5. Complications by approach: Transurethral vs. Percutaneous
- Transurethral (TUCL): Associated with a higher risk of urethral trauma and subsequent stricture formation. For large stones, TUCL can be more time-consuming as fragments must be small enough to pass through the urethra.
- Percutaneous (PCCL): Offers a direct trajectory for large-bore instruments, reducing the risk of urethral injury. However, it introduces risks specific to abdominal access, such as suprapubic site leakage and potential injury to adjacent abdominal organs.
6. Complications in special populations
- Pediatric Patients: These patients are at a higher risk for urethral complications. PCCL is often preferred for stones >1 cm to protect the delicate pediatric urethra.
- Reconstructed/Augmented Bladders: Access is more complicated due to the risk of injury to the mesentery or the reconstructed bowel segment. These patients require longer postoperative catheterization to allow the reservoir to heal.
- Exstrophy–Epispadias Complex (EEC): This population has attenuated fascia and is highly vulnerable to mucosal violations, making minimally invasive percutaneous approaches safer for avoiding postoperative fistulas compared to open surgery.
7. Clavien-Dindo grading of complications
Medical literature uses the Clavien-Dindo system to standardize the reporting of surgical complications:
- Grade I: Minor complications like transient fever or self-limited hematuria.
- Grade II: Complications requiring pharmacological treatment, such as a fever >38°C treated with antibiotics.
- Grade III: Complications requiring surgical, endoscopic, or radiological intervention, such as ongoing hemorrhage necessitating operative clot evacuation.
Read: What is Cystolitholapaxy?
8. How to minimize complication risk
- Preoperative Imaging: Utilizing CT scans helps define the anatomy and ensure a safe percutaneous access window, particularly to avoid bowel injury.
- Direct Vision Guidance: Performing the percutaneous puncture under cystoscopic or ultrasound guidance significantly reduces the risk of injuring the posterior bladder wall or the rectum.

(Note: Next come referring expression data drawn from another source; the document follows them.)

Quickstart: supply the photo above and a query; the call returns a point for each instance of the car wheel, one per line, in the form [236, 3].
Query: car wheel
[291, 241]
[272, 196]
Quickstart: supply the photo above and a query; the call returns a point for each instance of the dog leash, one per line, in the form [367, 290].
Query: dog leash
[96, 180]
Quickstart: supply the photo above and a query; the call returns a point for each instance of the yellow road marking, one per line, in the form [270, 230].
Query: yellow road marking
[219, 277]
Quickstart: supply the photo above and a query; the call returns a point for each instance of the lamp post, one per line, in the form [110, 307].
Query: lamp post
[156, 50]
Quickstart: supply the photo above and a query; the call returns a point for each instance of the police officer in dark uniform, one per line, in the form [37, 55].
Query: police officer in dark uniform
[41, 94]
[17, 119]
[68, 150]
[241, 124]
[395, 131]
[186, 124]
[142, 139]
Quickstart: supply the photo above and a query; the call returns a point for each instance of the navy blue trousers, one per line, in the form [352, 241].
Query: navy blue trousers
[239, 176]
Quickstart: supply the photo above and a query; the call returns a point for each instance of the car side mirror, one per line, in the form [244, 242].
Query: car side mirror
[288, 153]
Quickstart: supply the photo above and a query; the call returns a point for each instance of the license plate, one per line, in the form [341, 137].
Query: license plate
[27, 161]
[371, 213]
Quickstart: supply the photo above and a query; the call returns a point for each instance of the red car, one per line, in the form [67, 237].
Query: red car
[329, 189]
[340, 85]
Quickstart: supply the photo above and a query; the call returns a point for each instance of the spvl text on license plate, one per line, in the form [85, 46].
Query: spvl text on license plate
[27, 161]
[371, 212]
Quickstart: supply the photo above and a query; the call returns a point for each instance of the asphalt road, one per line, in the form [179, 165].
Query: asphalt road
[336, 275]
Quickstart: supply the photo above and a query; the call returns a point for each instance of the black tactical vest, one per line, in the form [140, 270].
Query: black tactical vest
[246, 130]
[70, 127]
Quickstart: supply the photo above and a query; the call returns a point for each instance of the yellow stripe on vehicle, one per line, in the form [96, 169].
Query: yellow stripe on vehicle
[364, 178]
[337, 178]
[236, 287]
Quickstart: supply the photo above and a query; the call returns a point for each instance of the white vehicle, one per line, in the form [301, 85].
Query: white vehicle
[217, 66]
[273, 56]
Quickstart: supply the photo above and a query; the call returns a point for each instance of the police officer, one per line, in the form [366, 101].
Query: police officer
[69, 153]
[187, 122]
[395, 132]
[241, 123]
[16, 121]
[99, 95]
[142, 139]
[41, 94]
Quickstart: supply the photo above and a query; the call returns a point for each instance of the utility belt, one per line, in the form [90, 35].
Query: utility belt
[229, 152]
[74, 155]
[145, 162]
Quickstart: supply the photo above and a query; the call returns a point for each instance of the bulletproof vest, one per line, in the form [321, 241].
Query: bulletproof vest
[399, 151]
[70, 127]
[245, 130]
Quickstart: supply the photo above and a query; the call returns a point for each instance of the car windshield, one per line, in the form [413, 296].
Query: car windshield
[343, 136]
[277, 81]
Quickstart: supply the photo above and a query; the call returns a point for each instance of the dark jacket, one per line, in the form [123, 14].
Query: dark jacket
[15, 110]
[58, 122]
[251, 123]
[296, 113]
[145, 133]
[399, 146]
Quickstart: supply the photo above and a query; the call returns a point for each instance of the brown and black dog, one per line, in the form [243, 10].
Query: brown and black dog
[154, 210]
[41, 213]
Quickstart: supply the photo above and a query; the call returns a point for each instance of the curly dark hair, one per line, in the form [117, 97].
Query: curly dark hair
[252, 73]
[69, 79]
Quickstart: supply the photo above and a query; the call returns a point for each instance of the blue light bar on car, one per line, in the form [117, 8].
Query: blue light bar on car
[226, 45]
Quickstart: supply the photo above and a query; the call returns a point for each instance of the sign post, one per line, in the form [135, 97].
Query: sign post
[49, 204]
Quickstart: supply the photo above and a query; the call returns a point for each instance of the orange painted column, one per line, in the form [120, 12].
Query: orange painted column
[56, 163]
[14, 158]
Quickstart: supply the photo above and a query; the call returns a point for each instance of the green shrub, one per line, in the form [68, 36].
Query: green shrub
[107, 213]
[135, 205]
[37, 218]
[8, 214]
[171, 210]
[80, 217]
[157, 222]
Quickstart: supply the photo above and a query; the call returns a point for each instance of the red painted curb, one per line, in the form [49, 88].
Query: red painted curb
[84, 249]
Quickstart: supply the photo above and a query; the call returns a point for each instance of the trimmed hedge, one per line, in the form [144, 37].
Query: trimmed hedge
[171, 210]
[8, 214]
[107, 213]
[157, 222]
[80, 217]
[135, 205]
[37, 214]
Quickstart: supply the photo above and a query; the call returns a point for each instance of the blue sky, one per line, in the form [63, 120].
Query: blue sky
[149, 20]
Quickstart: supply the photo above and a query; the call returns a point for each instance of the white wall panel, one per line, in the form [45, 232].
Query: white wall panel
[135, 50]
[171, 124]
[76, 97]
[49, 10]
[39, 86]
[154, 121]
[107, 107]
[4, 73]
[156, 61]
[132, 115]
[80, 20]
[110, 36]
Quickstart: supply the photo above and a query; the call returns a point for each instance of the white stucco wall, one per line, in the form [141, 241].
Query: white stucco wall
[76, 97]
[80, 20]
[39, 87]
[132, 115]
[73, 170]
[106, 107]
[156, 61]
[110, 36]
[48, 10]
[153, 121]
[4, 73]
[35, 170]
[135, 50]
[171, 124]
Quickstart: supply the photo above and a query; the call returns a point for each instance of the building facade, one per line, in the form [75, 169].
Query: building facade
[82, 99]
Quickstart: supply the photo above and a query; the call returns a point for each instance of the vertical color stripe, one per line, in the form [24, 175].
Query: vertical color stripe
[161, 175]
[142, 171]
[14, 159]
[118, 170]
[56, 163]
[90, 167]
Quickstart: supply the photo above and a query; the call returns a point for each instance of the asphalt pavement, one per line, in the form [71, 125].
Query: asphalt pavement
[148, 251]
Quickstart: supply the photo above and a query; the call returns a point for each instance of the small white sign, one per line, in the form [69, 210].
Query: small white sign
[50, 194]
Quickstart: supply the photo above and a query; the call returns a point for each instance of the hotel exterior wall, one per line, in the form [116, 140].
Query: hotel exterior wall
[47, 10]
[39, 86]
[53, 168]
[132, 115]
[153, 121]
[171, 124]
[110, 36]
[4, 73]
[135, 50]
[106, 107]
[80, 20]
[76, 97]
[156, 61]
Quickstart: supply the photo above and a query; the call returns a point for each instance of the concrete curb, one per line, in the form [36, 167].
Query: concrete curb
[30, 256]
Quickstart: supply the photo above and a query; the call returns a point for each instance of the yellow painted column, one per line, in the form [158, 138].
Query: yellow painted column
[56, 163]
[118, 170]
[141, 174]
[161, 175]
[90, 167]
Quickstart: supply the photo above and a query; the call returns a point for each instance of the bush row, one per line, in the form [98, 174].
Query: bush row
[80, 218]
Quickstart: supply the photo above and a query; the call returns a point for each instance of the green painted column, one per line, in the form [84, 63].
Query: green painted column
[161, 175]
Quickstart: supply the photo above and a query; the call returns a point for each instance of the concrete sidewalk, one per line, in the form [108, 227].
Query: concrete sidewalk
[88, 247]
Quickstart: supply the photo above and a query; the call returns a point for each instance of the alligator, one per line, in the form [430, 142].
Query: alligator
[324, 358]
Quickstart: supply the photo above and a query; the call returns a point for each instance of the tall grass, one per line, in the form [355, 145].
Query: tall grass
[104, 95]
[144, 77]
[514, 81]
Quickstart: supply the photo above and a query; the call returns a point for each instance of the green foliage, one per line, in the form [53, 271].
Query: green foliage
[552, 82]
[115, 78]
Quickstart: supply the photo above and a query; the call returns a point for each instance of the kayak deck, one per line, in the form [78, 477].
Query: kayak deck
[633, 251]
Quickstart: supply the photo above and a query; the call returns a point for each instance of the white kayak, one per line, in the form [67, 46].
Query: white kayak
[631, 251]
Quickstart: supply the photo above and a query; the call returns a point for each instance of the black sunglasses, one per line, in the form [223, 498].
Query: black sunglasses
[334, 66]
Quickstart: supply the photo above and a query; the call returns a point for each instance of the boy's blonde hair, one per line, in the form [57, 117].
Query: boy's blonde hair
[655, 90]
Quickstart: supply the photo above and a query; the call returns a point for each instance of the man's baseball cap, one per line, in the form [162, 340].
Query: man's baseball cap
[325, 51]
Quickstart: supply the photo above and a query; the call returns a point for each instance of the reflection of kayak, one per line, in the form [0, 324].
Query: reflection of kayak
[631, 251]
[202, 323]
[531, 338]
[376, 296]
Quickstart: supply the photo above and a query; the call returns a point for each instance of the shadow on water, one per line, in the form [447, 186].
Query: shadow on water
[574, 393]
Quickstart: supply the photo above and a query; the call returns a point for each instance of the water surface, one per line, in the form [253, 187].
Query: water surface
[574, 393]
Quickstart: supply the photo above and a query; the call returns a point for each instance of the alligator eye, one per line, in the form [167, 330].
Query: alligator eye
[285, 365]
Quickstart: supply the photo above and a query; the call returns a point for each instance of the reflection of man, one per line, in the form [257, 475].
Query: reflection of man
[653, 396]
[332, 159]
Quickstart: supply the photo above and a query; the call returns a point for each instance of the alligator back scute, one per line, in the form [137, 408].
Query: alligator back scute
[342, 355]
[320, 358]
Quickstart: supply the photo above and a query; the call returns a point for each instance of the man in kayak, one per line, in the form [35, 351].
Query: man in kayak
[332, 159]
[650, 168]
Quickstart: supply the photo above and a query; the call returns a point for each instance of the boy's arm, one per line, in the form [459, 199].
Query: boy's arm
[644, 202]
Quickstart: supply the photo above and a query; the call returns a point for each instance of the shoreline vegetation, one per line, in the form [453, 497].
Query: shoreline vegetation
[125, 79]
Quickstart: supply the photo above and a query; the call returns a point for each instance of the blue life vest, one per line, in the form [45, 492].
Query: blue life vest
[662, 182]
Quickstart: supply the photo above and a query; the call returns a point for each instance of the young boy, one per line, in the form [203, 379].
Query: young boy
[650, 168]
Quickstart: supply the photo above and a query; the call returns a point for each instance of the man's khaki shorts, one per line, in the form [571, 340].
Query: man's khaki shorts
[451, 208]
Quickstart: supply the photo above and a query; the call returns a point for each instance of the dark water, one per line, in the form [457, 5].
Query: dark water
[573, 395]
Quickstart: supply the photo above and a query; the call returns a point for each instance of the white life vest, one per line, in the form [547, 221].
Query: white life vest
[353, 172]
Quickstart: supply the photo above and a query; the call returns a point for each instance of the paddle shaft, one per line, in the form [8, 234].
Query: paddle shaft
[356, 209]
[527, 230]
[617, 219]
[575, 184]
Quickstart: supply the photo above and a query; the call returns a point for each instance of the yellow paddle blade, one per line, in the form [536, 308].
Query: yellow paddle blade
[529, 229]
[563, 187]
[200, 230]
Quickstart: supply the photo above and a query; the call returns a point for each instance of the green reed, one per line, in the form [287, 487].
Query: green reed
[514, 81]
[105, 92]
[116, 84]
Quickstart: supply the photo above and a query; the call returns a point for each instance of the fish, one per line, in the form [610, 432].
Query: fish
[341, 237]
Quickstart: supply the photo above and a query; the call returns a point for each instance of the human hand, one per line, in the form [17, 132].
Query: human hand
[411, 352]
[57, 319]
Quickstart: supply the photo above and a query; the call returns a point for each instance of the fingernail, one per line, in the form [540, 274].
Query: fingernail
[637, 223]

- Infection Control: Administering prophylactic antibiotics within one hour of the procedure is standard practice.
- Recurrence Prevention: Regular bladder irrigations with saline are instructed for patients with reconstructed bladders to evacuate debris and reduce stone recurrence.
9. When to seek immediate medical attention
Patients should contact their surgical team immediately if they experience any of the following warning signs:
- Significant Bleeding: Heavy blood in the urine or through the suprapubic tract.
- High Fever: A temperature >38°C which may indicate a UTI or sepsis.
- Acute Abdominal Pain or Distention: This can be a sign of a missed bladder perforation or leakage of irrigation fluid into the abdominal cavity.
- Persistent Leakage: Continual urine leakage from the skin incision site after the catheter is removed.